If $|x| = 1 $ why this implies that $ x = \pm 1 $ What is the rationale behind saying that $|x|=1$ implies $x=\pm 1$?
 A: Absolute value of a number is its distance from zero on the number line. The absolute value of a number n is denoted by, |n|. 
So here if $|x| = 1$ implies, in the number line the distance from zero on the number is 1.$\text{ Hence, } x = \pm 1$.
A: As in other's answers, the absolute value of $x$ can be defined as the distance between $x$ and 0.  When $x$ is a real number, we can think of $x$ as being on a number line, and there are two locations on a number line that are 1 unit away from 0: 1 unit in the positive direction (called 1) and 1 unit in the negative direction (called "-1").
If $x$ can be a complex number, we can think of $x$ as being a point in the plane, and there are a whole lot more locations that are a distance of 1 from 0, such as $\frac{3}{5}+\frac{4}{5}i$ (1 and -1 are also still 1 unit away from 0, so they are still possible values of $x$).

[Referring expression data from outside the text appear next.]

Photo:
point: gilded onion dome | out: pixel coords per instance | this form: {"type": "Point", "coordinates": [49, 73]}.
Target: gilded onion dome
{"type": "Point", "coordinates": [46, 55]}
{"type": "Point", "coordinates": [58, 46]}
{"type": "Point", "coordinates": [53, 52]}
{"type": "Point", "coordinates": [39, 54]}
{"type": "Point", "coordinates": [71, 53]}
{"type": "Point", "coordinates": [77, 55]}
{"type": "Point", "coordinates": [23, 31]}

A: You should think of the absolute value as being the distance a point is away from 0. So with $|x| = 1$, we want all of  the points that are one unit away from 0. We see that 1 and -1 are the only values for x that satisfies this. Therefore, with $|x| = 1$ we have that $x \in\{-1,1\}$.
I hope this helps.
A: If thinks in this as $f(x)= |x|$, you need to see which are the preimages of $1$.
Graphicaly you could to get this:

Blue : $f(x)=|x|$
Red : $g(x)=1$
Thus, $f(x)=1$ only on the intersection points of these two functions, is say on $x=\pm 1$
A: $|1| = 1$ and $|-1| = 1$, and there are no other real numbers $x$ such that $|x|=1$.